Consequently, where a plaintiff asserts that his insurers’ attorney-client communications are subject to the fraud exception, Washington courts must conduct an in camera review to determine whether “a reasonable person would have a reasonable belief that an act of bad faith has occurred.” If so, “the attorney-client privilege shall be deemed to be waived.”

If a coverage claim presents difficult questions, it’s usually a good idea to get an attorney involved. There’s always a risk that the attorney’s records might be discoverable in a subsequent bad faith case, but that only means they have to be created and maintained with the same care that applies to the rest of a claim file.

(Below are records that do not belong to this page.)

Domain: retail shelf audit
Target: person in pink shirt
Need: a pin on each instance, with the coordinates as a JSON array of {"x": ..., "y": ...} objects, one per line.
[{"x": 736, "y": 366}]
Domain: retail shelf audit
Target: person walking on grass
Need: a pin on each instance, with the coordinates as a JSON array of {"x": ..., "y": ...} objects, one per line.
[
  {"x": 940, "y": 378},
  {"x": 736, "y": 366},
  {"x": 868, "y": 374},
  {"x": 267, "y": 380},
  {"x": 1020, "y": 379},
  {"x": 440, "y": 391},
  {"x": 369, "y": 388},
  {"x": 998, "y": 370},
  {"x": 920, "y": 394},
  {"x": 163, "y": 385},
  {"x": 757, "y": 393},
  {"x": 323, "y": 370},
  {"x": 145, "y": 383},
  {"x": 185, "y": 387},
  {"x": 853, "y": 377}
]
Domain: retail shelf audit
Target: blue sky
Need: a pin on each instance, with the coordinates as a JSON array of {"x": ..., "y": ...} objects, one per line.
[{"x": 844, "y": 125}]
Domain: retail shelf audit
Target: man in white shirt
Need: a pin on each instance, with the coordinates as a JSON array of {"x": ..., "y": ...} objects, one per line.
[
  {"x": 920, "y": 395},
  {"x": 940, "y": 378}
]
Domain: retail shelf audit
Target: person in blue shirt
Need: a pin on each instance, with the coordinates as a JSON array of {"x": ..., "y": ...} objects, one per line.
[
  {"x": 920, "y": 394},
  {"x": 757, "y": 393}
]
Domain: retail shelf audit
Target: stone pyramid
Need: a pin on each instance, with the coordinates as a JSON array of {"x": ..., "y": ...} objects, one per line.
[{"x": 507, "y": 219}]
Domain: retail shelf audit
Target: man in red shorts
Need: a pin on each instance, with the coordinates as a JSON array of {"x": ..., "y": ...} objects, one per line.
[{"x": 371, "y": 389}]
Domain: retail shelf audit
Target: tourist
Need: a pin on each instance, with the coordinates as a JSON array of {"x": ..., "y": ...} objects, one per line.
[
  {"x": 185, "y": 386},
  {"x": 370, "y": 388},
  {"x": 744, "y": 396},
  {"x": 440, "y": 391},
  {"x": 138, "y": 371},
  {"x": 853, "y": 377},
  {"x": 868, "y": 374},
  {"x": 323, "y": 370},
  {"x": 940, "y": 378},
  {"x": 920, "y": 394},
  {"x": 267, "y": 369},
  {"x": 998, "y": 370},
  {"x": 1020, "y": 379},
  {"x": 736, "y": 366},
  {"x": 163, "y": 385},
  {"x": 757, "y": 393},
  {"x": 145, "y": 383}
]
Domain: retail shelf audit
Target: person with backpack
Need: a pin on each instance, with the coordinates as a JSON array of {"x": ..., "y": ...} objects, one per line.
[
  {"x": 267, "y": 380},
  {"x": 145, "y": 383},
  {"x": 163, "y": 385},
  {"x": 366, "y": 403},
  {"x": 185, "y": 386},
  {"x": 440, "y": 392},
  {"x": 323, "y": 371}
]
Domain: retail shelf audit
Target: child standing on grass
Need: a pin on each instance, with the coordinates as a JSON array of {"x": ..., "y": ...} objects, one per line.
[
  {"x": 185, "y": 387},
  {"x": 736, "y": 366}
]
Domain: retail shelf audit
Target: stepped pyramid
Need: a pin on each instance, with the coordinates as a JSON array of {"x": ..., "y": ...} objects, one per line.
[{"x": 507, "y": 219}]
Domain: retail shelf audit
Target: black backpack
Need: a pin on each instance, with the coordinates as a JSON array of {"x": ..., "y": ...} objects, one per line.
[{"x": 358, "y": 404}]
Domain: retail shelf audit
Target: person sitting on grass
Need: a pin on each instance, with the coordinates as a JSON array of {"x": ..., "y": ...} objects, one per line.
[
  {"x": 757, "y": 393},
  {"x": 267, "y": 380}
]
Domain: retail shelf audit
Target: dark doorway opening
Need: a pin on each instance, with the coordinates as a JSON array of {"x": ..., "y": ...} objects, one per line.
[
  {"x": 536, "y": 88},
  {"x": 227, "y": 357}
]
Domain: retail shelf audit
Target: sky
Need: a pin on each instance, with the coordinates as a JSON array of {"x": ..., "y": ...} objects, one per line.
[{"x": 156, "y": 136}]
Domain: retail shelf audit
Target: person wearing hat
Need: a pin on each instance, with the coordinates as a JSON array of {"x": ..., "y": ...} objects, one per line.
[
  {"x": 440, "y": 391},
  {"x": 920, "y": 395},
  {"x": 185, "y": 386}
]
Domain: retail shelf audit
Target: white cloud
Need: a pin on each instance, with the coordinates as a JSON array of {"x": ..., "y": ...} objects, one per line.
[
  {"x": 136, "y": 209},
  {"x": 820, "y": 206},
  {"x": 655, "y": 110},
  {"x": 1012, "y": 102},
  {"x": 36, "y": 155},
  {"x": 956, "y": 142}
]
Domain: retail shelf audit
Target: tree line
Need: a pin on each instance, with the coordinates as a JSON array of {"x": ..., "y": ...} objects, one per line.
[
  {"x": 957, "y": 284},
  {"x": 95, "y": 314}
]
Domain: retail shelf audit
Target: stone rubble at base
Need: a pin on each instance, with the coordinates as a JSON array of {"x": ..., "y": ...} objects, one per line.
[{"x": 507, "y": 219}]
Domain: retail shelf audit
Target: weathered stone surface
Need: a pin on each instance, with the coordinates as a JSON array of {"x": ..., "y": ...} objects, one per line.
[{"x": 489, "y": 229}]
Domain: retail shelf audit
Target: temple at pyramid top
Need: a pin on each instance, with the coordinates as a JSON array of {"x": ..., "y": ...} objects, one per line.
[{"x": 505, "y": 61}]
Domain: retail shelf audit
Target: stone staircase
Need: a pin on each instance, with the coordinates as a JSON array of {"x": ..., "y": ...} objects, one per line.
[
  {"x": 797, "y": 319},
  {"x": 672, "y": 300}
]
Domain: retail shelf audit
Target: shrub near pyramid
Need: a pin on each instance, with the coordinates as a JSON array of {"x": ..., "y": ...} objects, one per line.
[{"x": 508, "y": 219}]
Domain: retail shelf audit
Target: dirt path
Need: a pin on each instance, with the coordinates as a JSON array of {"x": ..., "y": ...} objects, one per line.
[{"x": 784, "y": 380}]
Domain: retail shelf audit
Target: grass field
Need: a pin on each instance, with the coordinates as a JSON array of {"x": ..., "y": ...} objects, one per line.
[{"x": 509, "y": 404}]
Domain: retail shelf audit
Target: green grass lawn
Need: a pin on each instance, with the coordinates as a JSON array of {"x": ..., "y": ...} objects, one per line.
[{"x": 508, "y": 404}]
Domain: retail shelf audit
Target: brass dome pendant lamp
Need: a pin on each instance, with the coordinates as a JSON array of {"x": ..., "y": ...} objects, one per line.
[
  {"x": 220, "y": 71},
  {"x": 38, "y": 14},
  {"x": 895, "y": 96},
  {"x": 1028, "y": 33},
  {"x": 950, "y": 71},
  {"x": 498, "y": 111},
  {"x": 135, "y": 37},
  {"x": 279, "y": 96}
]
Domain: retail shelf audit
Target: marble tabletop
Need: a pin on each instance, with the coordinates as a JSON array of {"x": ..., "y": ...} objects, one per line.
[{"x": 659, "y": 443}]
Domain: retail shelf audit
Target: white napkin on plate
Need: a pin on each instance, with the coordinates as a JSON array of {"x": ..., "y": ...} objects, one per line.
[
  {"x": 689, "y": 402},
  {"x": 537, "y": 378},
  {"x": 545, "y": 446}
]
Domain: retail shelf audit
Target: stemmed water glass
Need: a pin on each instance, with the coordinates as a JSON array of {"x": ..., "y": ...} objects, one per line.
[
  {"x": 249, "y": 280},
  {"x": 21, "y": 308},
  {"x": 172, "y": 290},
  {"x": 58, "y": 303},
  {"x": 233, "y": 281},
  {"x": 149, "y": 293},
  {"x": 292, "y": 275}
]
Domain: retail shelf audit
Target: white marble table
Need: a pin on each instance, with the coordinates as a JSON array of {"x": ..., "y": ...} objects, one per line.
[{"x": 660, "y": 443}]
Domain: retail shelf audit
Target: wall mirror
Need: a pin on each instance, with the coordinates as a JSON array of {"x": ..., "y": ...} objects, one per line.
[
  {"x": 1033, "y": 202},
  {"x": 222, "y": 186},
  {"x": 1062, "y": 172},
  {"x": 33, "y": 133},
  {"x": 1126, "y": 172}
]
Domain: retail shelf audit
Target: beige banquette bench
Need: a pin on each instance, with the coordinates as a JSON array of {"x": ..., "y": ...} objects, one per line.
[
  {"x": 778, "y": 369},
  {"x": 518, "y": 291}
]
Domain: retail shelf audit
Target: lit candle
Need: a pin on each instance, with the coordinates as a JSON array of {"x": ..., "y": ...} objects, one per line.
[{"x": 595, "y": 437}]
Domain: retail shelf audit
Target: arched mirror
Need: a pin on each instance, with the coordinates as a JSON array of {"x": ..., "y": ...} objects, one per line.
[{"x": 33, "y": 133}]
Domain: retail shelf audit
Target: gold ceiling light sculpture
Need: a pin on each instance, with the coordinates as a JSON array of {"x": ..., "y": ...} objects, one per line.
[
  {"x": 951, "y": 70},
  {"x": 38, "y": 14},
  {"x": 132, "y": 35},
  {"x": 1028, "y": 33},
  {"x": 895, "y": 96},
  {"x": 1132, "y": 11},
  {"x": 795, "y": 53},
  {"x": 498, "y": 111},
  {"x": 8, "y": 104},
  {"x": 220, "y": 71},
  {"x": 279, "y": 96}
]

Cedell modifies these circumstances by giving every first-party, bad faith plaintiff a right to ask the court for an in camera review of the insurer’s file, to determine whether it supports the plaintiff’s claim on the merits. If the court upholds the insurer’s privilege, the plaintiff will usually not have lost ground, since her case probably does not depend on the contents of documents that have traditionally been privileged. But if the court orders the records produced, because it finds that “a reasonable person would have a reasonable belief that . . . bad faith has occurred,” it is hard to see (for example) how the court could later grant summary judgment to the insurer. At very little risk to her own position, the plaintiff will have gained significant leverage in dealing with the insured for the rest of the case.

In this way, Cedell gives insurers a reason to hesitate before consulting a lawyer about a problematic claim. Since the court’s majority’s opinion sought a balance between the need for liberal discovery with the right of a client “to fully inform their attorneys of all relevant facts without fear,” this is probably not the result they intended.